Le jour de Noël 1886, alors qu’il assiste aux vêpres à Notre-Dame de Paris, Paul Claudel est comme illuminé par la foi, qu’il ne quittera plus. Son œuvre littéraire, immense et tout à fait singulière, est emprunte de l’esprit de la Nativité. Elle accorde également une place unique à la Vierge Marie qui l’aura accompagné dans son chemin vers le Christ, celui qu’il a connu en entendant le Magnificat.
Le théâtre claudélien a trouvé comme son achèvement dans Le Soulier de satin, pièce en quatre journées publiée en 1929 mais peu mise en scène étant donné sa longueur (douze heures d’un texte baroque fort éclectique). Son sous-titre à lui seul donne des indications. "Le pire n’est pas toujours sûr" prévient le dramaturge au début d’une intrigue qui relate des amours impossibles entre Prouhèze et Rodrigue.
Des protagonistes qui ne cessent de chercher Dieu
Toute la pièce est alors une tension entre la foi profonde de l’un et l’autre des amants et les appels de la chair. Et, comme couvrant les tableaux de son manteau maternel, la Vierge Marie. C’est à elle que se confie Prouhèze en lui offrant en gage un de ses souliers : "Je me remets à vous ! Vierge mère, je vous donne mon soulier ! Vierge mère, gardez dans votre main mon malheureux petit pied ! […] Quand j’essayerai de m’élancer vers le mal, que ce soit avec un pied boiteux !" (1ère journée, scène V).
Tout au long de ce texte à la fois burlesque et mystique, les protagonistes ne cessent pas de chercher Dieu – Prouhèze est aidée en ce domaine par son Ange gardien qui la ramène à l’essentiel – qui surgit dans les désirs les plus humains. Comme une méditation sur l’incarnation : Dieu lui-même, en son fils, surgit dans le monde pour purifier nos passions et les ordonner à l’amour vrai.
Plus connue, L’Annonce faite à Marie, publiée en 1912 après plusieurs décennies de manducation, est encore plus explicite. Les scènes du début et de la fin sont ponctuées des sonneries de l’Angelus, prière traditionnelle commémorant le fiat de Marie et l’incarnation du Sauveur. Au milieu des pérégrinations de personnages enserrés dans leurs désirs contradictoires et jaloux, c’est le Seigneur lui-même qui se rend présent. Éternel, Dieu vient dans le temps.
Des mystères qui dépassent l’entendement
Alors que Violaine, contre toute raison et moralité, devient lépreuse après avoir embrassé son amant malade, c’est elle qui, peu à peu, prend le visage de la Vierge Marie jusqu’à faire revivre l’enfant mort de sa sœur Mara, envieuse mais vigoureusement croyante. Comme lors de l’Annonciation, cette pièce narre la "possession d’une âme par le surnaturel" comme l’expliquait Claudel lui-même.
La lèpre de Violaine, comme signe de son péché, la laisse seule dans sa famille, et lui fait même perdre son promis, épousé par sa sœur.
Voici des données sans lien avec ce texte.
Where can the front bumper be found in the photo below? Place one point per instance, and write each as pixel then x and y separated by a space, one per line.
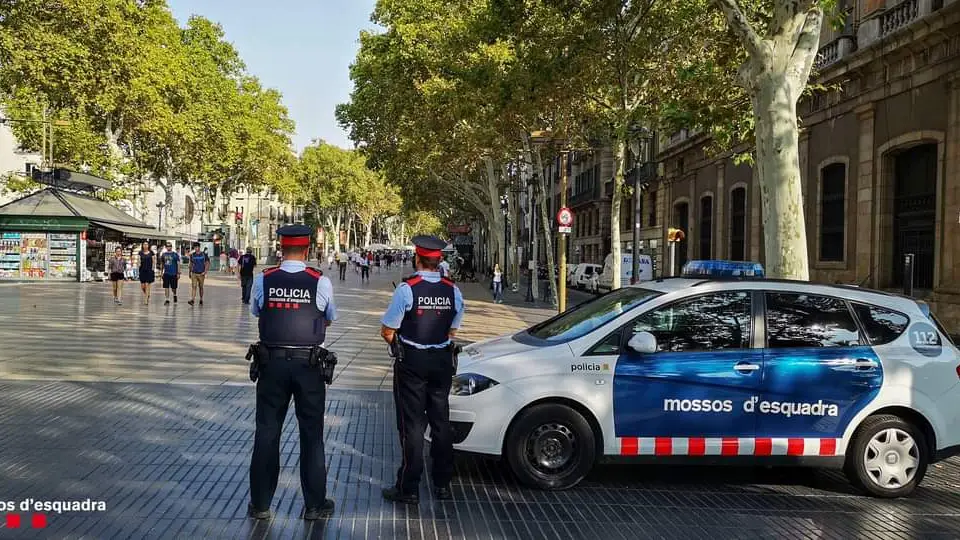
pixel 480 421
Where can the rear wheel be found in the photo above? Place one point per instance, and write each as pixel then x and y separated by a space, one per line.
pixel 551 446
pixel 888 457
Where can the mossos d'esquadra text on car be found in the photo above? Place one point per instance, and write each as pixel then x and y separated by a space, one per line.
pixel 718 365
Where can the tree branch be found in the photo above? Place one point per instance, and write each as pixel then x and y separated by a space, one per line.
pixel 738 22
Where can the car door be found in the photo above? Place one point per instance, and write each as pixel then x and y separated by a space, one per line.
pixel 818 371
pixel 704 368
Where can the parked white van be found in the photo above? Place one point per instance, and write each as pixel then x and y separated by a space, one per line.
pixel 604 281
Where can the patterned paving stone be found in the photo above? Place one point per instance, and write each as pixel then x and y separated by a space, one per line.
pixel 170 461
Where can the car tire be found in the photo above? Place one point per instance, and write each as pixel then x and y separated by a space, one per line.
pixel 551 446
pixel 902 443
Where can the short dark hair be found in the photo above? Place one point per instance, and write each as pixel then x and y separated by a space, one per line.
pixel 429 263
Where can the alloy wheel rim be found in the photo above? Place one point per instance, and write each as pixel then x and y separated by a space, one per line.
pixel 551 448
pixel 891 458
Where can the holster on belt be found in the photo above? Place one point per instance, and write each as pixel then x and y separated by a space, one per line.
pixel 325 360
pixel 256 355
pixel 455 349
pixel 396 348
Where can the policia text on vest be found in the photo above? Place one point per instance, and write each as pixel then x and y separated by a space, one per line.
pixel 295 305
pixel 419 325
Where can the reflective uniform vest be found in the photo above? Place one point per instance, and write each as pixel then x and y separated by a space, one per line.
pixel 434 308
pixel 289 316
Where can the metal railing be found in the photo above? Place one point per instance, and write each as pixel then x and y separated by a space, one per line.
pixel 899 16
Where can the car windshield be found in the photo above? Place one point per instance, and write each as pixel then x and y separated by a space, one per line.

Abandonnée et seule, Violaine apprend peu à peu à laisser le Seigneur agir par elle et guérir sa lèpre intérieure à défaut de la préserver de sa maladie. Le surnaturel qu’elle finit par accueillir et qui rejaillit sur toute sa famille devenue capable de pardonner devient la figure de la rédemption. En prenant notre chair tendue vers le péché, Jésus lui-même ne nous montre-t-il pas comment pardonner ?
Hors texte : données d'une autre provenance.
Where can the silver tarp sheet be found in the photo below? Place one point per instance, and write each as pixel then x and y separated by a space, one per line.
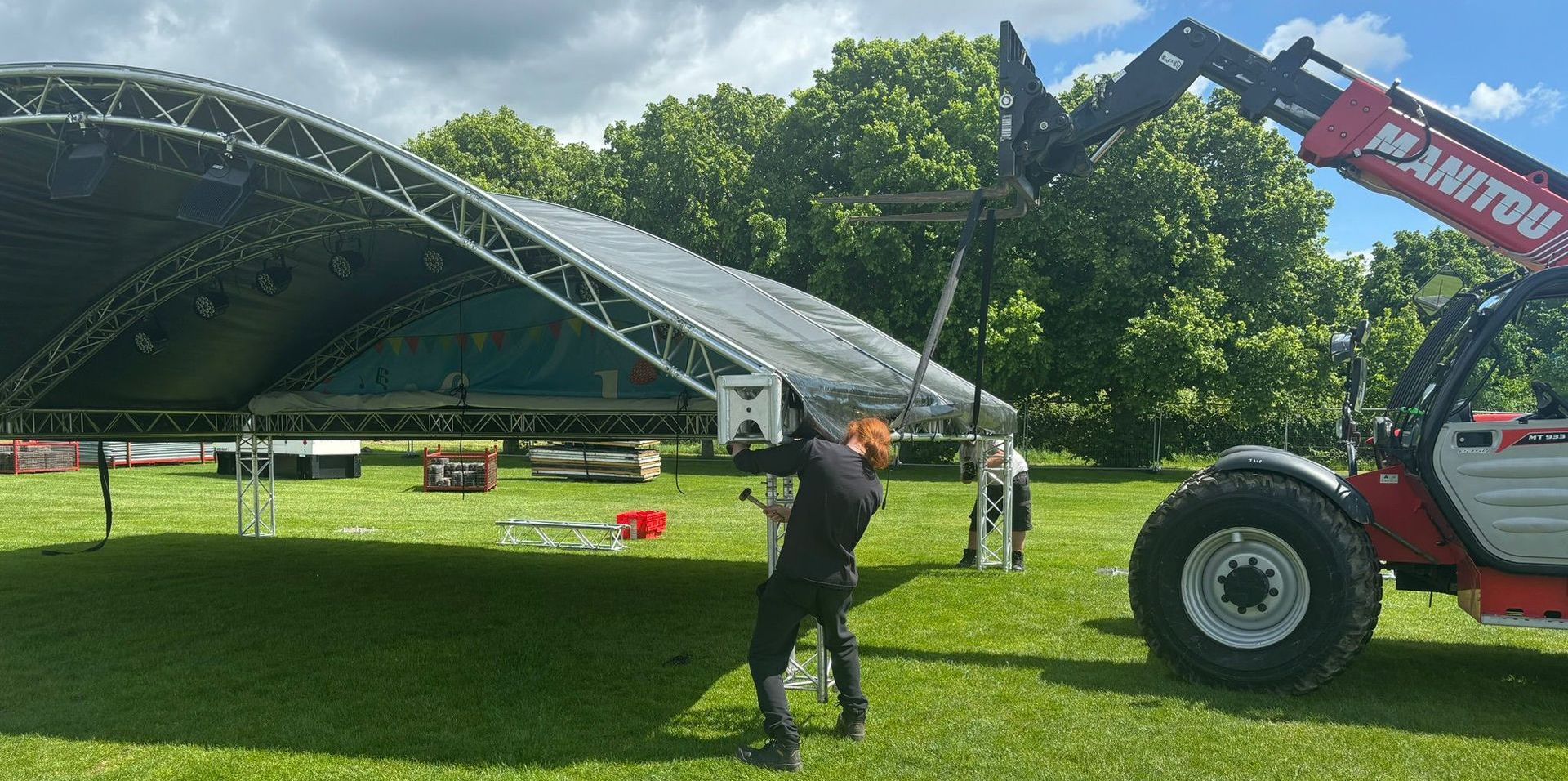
pixel 838 364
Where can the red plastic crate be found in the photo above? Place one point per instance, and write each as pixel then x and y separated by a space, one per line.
pixel 642 524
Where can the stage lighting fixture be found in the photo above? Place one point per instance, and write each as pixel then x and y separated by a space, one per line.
pixel 345 262
pixel 274 279
pixel 211 303
pixel 80 165
pixel 149 337
pixel 220 194
pixel 434 262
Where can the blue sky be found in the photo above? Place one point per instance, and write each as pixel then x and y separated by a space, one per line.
pixel 397 66
pixel 1441 51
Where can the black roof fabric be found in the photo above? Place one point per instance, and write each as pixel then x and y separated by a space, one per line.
pixel 60 257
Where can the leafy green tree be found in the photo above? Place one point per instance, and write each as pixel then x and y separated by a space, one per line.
pixel 1397 270
pixel 1186 274
pixel 502 154
pixel 684 173
pixel 1394 274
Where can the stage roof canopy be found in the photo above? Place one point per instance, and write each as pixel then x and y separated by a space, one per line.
pixel 361 291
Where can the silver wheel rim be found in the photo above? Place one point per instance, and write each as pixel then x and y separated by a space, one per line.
pixel 1245 588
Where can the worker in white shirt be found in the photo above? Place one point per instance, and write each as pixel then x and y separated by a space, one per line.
pixel 1022 521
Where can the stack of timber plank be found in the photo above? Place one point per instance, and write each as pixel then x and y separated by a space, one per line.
pixel 599 462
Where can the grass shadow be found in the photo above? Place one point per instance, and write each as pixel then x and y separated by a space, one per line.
pixel 359 648
pixel 1446 689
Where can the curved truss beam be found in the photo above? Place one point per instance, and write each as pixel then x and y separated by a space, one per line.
pixel 366 332
pixel 180 114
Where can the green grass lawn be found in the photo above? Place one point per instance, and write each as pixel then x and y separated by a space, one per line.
pixel 424 649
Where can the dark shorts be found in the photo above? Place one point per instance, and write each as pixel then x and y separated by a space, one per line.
pixel 1022 507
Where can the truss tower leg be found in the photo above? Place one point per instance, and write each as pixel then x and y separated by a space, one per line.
pixel 253 475
pixel 806 672
pixel 996 540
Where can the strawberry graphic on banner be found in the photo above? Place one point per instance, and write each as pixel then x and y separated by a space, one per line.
pixel 644 372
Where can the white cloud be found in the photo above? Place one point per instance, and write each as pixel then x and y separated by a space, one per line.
pixel 399 66
pixel 1109 63
pixel 1102 63
pixel 1508 102
pixel 1360 42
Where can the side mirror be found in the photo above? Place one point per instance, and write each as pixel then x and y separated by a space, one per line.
pixel 1358 334
pixel 1437 292
pixel 1341 347
pixel 1356 383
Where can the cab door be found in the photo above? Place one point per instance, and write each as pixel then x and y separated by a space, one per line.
pixel 1508 469
pixel 1510 480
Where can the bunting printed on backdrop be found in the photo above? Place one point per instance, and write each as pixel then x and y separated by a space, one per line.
pixel 480 339
pixel 532 358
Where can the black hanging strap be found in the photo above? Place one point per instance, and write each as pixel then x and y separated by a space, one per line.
pixel 941 306
pixel 987 264
pixel 109 508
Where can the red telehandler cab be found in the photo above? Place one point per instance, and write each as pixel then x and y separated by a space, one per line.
pixel 1264 569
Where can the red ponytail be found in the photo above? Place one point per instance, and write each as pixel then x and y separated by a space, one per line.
pixel 875 438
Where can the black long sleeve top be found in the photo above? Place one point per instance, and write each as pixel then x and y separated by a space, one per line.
pixel 833 504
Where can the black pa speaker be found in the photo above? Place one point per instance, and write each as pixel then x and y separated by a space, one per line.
pixel 78 170
pixel 220 194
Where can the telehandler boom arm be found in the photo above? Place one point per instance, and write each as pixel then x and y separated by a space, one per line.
pixel 1382 136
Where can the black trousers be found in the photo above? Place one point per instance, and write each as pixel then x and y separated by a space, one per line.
pixel 784 605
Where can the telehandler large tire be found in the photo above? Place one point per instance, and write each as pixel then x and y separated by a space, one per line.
pixel 1254 581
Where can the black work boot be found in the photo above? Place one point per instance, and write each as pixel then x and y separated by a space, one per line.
pixel 852 726
pixel 772 756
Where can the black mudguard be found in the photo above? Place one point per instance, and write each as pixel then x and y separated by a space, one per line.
pixel 1324 480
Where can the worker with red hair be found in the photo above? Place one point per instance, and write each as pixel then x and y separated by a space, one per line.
pixel 814 576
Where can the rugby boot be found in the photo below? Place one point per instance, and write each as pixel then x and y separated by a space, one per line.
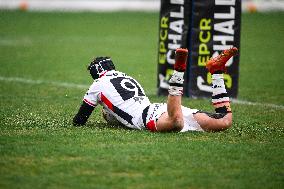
pixel 218 63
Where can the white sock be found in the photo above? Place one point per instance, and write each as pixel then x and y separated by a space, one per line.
pixel 219 94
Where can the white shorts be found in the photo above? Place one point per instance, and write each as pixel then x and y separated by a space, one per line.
pixel 155 111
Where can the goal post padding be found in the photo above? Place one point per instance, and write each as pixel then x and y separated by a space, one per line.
pixel 205 27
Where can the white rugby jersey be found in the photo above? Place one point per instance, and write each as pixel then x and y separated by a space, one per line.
pixel 122 95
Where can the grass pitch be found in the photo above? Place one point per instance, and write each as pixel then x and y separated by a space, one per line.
pixel 42 53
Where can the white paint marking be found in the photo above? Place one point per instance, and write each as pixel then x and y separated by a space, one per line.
pixel 82 86
pixel 37 82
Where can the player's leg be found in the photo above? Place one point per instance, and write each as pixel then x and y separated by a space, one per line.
pixel 222 119
pixel 173 118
C’est ce que vous ne comprenez pas qui est le plus beau”
À la lecture, tout cela n’est pas évident. Mais, comme le dit Paul Claudel, "c’est ce que vous ne comprenez pas qui est le plus beau". Que Dieu soit ce petit enfant dans la crèche ou qu’une femme malade puisse susciter la vie, voilà des mystères qui dépassent l’entendement. Mais les contempler doit nous ouvrir aux choses d’en-haut. Comme la nuit qui entoure les deux sœurs, celle aussi des ténèbres de leur cœur et de leur relation, est illuminée par la vie de l’enfant.
Avant tout, L’Annonce est un appel. L’appel à prier sans cesse et avec virulence comme Mara. L’appel à mieux connaître le Christ comme le père, Anne Vercors, qui part à Jérusalem comme soudainement aimanté. L’appel à accueillir la vie que Dieu nous donne, dans son corps livré, dans la mangeoire de la crèche.